Getting Personal
I've been debating about whether or not to even mention this on our blog because it is something that is the source of a lot of pain for me but I feel like there is someone out there who could read from it...and be strengthened by it. Even just a little.
Danny and I have been trying to have more children for over 4 years. A few months ago, we finally got to a place where we were able to afford getting a fertility procedure done and we were thrilled. Everything went very smoothly. The hormones that I was taking didn't make me too crazy, the injections weren't too bad (I have plenty of fatty tissue in my stomach, thanks) and each doctor appointment seemed very positive and hopeful. The one warning we were given was that if this procedure didn't work--it wouldn't be worth doing again. We would need to go straight to IVF after this. That was daunting because IVF is very expensive so obviously we didn't want to have to go that route.

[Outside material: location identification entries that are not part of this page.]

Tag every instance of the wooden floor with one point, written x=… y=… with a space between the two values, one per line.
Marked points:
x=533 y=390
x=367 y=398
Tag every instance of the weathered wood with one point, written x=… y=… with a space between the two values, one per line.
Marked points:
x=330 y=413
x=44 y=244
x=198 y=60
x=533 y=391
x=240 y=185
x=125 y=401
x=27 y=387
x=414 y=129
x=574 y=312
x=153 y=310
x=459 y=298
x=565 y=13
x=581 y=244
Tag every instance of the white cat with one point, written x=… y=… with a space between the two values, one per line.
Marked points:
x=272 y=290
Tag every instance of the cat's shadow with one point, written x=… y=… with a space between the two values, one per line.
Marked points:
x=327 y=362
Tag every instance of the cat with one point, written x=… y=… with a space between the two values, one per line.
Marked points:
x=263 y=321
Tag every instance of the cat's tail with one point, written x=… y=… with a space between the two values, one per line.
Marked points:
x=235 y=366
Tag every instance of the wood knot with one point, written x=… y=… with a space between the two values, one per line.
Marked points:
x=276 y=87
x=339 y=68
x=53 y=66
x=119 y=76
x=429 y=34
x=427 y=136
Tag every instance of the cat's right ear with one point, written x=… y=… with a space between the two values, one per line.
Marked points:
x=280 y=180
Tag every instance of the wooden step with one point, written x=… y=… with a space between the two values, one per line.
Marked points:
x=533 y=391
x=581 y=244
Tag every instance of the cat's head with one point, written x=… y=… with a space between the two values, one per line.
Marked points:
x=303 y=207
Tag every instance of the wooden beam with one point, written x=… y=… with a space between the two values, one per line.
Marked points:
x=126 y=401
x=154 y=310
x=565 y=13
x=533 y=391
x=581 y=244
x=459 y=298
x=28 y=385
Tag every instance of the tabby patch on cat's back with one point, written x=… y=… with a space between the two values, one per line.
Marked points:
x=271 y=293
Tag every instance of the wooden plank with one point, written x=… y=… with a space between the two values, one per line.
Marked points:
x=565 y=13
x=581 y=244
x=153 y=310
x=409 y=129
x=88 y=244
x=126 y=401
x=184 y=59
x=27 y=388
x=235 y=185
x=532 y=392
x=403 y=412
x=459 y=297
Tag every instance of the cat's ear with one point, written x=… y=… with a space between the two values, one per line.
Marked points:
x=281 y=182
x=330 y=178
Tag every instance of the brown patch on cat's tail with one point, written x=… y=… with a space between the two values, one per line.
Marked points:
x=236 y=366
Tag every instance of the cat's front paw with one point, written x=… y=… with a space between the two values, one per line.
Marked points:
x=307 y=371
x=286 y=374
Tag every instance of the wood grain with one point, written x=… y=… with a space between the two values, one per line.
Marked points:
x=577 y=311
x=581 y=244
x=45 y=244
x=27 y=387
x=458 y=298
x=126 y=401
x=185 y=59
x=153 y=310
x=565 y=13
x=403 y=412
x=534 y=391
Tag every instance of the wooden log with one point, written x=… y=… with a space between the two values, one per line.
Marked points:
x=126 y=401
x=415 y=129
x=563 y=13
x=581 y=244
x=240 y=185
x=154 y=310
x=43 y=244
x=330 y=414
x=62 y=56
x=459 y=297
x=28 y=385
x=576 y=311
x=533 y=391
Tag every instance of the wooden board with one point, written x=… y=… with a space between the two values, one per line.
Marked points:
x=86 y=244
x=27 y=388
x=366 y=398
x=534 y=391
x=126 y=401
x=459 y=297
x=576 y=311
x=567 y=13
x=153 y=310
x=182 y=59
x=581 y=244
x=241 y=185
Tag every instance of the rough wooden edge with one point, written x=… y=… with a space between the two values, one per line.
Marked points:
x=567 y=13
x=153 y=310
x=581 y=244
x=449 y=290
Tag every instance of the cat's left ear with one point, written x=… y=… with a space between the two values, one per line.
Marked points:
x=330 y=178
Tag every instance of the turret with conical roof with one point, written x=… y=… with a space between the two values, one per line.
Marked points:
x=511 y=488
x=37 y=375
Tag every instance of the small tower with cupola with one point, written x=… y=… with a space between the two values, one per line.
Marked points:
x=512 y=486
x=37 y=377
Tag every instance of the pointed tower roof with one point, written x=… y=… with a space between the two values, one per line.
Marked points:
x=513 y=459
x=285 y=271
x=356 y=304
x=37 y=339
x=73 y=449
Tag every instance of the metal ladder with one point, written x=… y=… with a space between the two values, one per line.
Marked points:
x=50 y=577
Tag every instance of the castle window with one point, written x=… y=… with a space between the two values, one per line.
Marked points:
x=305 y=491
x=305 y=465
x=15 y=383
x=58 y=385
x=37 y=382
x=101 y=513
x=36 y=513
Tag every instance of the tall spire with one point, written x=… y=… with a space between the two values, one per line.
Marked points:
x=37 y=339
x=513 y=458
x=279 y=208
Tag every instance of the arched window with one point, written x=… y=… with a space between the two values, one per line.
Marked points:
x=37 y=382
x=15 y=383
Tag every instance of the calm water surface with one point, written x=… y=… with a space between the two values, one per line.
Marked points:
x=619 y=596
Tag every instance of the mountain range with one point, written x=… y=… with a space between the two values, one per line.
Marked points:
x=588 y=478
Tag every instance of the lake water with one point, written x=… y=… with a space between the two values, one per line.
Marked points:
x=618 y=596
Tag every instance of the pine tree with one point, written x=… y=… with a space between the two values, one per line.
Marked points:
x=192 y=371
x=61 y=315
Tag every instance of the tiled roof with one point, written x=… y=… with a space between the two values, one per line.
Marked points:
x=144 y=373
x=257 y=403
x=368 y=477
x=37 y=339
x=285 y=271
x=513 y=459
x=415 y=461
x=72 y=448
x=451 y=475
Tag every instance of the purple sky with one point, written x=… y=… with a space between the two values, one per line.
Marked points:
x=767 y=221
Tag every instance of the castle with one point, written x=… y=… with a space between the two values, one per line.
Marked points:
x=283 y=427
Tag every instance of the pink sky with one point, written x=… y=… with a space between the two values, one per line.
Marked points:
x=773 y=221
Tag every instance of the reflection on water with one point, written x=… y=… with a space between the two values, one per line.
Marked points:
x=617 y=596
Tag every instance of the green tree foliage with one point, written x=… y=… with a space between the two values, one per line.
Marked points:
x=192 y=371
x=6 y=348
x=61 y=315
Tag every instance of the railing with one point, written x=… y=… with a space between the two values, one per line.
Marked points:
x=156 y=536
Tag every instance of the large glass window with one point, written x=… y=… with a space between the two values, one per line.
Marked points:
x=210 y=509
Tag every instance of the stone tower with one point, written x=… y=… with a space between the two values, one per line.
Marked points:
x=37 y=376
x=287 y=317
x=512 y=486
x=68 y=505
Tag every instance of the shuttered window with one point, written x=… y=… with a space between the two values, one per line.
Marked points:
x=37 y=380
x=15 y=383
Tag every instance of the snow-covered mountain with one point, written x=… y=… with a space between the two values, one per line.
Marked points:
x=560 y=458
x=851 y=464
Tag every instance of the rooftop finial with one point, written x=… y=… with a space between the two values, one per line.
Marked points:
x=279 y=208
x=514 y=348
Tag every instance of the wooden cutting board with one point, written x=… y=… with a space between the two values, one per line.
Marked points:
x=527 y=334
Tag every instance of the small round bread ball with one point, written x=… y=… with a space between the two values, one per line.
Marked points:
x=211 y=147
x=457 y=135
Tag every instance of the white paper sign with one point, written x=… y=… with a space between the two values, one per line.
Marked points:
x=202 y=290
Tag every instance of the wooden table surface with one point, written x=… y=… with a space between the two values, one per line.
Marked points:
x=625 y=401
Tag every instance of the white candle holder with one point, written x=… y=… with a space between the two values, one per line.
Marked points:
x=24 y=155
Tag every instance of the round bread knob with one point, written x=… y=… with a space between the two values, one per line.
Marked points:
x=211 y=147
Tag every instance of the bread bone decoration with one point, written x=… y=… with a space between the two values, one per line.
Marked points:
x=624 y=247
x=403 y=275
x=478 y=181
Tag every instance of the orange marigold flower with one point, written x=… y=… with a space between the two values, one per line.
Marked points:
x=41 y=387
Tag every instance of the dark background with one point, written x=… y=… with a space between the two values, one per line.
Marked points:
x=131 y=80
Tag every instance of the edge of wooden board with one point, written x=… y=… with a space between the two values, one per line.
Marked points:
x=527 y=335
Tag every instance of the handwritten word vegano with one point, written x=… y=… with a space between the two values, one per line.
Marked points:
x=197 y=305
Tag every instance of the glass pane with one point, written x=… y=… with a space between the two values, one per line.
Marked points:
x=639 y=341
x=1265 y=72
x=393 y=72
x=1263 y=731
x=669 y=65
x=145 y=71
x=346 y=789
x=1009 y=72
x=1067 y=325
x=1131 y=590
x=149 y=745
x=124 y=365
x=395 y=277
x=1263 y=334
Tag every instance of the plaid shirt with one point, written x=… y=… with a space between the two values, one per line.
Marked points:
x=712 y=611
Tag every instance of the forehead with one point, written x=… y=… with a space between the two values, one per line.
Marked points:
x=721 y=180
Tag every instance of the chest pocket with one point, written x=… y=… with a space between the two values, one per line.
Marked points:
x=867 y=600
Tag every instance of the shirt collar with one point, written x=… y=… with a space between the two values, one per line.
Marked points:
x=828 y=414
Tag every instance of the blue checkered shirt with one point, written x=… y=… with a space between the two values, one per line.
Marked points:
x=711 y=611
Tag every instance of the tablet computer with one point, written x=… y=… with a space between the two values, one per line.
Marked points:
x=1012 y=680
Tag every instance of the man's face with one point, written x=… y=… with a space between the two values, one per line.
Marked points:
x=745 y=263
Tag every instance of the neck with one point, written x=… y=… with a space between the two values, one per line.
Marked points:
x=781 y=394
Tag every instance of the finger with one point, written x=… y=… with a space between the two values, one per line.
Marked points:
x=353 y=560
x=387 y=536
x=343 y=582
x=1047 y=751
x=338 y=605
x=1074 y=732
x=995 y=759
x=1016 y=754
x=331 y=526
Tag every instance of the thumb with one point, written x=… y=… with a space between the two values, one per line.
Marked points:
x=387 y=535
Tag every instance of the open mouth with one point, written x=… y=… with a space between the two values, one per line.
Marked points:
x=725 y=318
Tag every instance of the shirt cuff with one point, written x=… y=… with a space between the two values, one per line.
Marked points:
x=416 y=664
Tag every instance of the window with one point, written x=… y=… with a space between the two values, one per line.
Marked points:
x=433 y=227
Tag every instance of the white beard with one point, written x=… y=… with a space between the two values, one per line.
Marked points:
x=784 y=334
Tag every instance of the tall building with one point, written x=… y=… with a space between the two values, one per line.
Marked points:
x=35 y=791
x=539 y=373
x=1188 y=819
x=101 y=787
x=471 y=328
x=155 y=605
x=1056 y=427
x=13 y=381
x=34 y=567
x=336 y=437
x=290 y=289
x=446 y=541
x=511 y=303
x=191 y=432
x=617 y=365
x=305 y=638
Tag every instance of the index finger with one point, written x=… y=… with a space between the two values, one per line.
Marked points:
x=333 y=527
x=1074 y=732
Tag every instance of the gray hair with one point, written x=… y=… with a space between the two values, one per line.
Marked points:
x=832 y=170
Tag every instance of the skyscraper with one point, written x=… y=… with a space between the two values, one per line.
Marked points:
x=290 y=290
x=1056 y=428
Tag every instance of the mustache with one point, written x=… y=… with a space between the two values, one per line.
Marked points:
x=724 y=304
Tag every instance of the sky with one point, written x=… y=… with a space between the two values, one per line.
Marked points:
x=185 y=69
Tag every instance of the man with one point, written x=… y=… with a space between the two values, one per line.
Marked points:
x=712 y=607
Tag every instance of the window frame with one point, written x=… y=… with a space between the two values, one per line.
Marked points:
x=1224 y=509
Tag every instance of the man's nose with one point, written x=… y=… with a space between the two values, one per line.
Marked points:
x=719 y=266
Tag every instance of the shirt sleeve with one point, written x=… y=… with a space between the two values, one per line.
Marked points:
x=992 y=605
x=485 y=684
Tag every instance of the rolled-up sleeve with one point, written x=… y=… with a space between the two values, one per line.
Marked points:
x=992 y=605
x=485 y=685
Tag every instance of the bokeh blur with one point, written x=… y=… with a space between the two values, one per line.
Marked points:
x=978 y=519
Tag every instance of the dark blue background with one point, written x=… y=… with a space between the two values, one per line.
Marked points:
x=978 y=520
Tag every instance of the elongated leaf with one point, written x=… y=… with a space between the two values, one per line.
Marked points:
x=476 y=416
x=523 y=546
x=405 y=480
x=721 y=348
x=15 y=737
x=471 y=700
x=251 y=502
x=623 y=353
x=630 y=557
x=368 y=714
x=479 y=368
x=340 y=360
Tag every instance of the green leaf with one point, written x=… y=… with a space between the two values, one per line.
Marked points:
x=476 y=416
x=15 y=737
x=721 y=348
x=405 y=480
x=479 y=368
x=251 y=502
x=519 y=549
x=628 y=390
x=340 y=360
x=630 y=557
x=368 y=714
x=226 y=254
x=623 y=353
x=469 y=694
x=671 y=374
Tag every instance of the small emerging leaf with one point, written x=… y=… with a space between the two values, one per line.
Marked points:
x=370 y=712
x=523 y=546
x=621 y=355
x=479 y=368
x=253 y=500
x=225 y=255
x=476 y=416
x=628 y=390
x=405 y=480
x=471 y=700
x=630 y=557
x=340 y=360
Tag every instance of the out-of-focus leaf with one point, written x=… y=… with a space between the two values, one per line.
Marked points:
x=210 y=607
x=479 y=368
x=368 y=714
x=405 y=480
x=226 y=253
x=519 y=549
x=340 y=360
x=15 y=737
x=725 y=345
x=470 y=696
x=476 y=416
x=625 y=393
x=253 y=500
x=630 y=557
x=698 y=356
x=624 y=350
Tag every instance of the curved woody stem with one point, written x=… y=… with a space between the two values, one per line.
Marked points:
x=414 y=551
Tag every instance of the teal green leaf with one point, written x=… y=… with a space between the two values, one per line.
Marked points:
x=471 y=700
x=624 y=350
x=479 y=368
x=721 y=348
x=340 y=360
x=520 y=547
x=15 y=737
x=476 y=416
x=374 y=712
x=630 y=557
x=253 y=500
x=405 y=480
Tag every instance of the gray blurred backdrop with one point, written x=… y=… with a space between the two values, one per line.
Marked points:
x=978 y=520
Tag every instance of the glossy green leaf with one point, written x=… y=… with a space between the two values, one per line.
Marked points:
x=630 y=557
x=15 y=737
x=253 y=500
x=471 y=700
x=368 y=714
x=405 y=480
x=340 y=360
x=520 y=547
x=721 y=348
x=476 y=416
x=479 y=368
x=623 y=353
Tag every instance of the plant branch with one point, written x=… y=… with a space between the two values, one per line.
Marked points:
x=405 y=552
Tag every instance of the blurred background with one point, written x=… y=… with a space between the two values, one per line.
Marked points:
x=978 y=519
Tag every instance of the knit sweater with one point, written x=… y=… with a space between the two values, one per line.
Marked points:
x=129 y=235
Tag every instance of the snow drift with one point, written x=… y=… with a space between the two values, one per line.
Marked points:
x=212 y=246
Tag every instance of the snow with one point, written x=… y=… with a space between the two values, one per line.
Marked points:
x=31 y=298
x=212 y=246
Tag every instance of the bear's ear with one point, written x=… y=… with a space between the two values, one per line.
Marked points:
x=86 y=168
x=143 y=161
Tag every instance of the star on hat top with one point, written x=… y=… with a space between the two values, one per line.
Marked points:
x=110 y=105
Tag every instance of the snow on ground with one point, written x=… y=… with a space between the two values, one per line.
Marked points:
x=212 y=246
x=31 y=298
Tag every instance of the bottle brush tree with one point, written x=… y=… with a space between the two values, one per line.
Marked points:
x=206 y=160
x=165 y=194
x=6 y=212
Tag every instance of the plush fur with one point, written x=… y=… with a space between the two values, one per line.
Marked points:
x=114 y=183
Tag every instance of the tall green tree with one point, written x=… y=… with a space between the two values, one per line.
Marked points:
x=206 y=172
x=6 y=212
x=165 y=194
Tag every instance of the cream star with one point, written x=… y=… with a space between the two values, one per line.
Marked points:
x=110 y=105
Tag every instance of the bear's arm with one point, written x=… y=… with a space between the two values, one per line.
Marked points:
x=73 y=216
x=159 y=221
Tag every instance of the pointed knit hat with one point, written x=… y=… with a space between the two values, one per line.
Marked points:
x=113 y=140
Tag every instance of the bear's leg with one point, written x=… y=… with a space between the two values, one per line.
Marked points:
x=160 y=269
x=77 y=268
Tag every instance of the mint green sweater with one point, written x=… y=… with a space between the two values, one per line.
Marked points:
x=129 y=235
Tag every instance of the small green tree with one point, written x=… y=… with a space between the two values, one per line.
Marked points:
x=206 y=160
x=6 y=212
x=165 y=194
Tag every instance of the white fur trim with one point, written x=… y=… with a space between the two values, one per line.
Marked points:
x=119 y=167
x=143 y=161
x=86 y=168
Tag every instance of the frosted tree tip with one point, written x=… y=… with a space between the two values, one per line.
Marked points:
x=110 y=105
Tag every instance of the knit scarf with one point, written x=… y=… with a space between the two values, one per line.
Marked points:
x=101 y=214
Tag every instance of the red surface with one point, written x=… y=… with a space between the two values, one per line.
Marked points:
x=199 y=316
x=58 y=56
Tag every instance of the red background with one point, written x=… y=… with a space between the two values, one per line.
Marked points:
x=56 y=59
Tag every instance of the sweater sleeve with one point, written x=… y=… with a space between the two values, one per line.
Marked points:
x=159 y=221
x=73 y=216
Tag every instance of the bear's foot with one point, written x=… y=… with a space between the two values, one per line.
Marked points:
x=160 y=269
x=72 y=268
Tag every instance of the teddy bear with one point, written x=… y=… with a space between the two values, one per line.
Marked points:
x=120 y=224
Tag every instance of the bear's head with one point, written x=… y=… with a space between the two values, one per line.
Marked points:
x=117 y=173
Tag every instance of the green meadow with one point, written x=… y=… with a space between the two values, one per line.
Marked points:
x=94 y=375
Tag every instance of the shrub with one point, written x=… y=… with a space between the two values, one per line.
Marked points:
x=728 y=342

I asked for prayers from close friends and family and I know many people were fasting on our behalf as well. I was given a blessing and the day of the procedure went smoothly. My ultrasound had proven that up to this point, everything was picture perfect. My body reacted beautifully to the hormone injections and since I had carried a baby before, we were extremely hopeful that this would work. We just needed a little extra help this time around and we were finally getting it.
Then came the waiting game. They said "wait two weeks, take a pregnancy test and call us if it comes back positive". Easy enough. The first week I felt very optimistic and excited. I had started visualizing things and preparing myself for the sick feelings that would undoubtedly accompany the first trimester of pregnancy. After about a week my prayers wen't from "please let this happen" to "please prepare me for the outcome" because I started feeling worried. I am usually a very optimistic person but it just didn't feel right...in fact one time when someone said "with you being due in December..." and I found myself immediately wishing that they hadn't said that. It was too painful to hear that potential date because nothing was going to be happening in December in regards to having a baby. I could just feel it. I held on to the tiniest shred of hope but could feel Heavenly Father preparing me for the answer I didn't want to get. I knew. I just knew.
Two weeks ago, I woke up and knew that I was definitely not pregnant. It didn't work. It was a total waste of money, time, effort, excitement, hope, faith, and positive energy. Or was it?
The first 24 hours of the officialness was basically me just crying in bed. Didn't want to go to work, couldn't talk to anyone, didn't care about anything and wondered what I did wrong. I followed all the doctor's orders, I have gone off the medication they told me to go off of, I have prayed, read my scriptures, believed, had faith and so had many other people. Didn't I deserve this blessing? All I've ever wanted was to be a wife and mother. A righteous desire, so why was it being withheld from me? I don't need nice things, a fancy house with an expensive car and lots of high end clothing. I just want to be a Mom. Why are irresponsible 14 year old girls able to get pregnant when I can't? I asked (and still do sometimes) the question you just shouldn't ever ask yourself..."why me?" or in my case, "why NOT me?"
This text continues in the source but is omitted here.